Dr. Jay versuchte ziemlich lange, eine neue Diagnose einzugeben, schien aber mit dem Ergebnis nicht zufrieden zu sein. »Nun, wir werden ein weiteres CT machen. Manchmal sind Schlaganfälle beim ersten Scan nicht erkennbar.«

Ich ging zurück in Vaters Zimmer, um ihn mir nochmal anzuschauen. Vielleicht hatte ich etwas übersehen. Vielleicht hatte er ja zeitgleich mit dem Krampfanfall einen Schlaganfall gehabt.

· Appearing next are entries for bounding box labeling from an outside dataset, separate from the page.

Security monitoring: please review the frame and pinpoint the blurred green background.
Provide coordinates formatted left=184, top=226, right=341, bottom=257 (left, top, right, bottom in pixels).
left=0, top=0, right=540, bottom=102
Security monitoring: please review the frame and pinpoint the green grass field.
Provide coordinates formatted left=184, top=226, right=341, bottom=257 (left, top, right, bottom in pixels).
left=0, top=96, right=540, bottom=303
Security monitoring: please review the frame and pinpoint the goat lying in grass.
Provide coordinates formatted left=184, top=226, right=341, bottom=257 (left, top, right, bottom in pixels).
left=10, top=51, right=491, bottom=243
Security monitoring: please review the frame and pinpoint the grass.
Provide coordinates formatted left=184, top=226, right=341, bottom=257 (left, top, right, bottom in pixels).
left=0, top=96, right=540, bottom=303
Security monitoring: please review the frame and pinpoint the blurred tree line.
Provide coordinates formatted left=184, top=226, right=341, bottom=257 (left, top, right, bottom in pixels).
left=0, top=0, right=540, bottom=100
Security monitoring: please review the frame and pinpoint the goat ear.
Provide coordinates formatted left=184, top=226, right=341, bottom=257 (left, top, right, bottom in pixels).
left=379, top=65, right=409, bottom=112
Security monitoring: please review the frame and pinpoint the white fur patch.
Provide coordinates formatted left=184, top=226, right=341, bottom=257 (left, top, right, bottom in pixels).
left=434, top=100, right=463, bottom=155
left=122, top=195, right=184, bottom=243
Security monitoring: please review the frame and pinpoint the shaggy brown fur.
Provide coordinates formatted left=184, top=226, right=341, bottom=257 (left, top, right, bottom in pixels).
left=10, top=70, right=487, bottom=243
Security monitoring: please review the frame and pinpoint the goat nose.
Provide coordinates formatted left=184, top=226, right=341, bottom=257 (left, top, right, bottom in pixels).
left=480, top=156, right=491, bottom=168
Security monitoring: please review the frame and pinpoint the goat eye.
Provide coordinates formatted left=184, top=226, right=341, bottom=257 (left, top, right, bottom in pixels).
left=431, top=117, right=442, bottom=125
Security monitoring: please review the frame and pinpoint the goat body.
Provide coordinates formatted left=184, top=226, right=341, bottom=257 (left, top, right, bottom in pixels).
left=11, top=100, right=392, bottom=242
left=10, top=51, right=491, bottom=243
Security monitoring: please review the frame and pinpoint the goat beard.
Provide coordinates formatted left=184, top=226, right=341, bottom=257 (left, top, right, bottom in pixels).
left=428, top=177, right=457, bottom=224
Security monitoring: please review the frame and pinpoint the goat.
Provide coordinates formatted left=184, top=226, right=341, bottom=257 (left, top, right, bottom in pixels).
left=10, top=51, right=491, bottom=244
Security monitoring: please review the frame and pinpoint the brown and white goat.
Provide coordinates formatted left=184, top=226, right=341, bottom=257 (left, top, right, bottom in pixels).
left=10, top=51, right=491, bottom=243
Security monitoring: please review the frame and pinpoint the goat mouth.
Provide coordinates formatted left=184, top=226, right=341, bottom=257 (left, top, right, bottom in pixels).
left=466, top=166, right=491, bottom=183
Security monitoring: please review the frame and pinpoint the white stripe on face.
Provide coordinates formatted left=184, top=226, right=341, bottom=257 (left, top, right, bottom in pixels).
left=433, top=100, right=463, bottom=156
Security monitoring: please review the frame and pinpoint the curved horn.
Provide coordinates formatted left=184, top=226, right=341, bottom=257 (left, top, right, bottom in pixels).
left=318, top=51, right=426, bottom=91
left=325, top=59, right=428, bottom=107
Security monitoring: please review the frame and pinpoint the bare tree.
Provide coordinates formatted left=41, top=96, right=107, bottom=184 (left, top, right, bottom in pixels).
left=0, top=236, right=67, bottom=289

Vater schlief. Er war allein. In seinem Arm steckte ein Infusionsschlauch, in seiner Blase ein Katheter, und ein Clip an seinem Finger übertrug die Blutdruckwerte und die Pulsfrequenz per Funk an einen Computer im Gang. Ich setzte mich ans Bett, und er öffnete die Augen. Er hatte nicht geschlafen, sondern nur so getan. Dann untersuchte ich ihn auf Anzeichen für einen Schlaganfall. Seine Pupillen waren gleich groß, Arme und Beine gleich kräftig, keine Veränderung im Gesicht. Natürlich war er schläfrig, schließlich erholte er sich noch von dem Anfall. Außerdem stand er unter dem Einfluss des Beruhigungsmittels, das man ihm verabreichte, und er hatte in der Nacht wenig geschlafen. Aber das war alles.

»Wann komme ich hier raus?«, fragte er mich.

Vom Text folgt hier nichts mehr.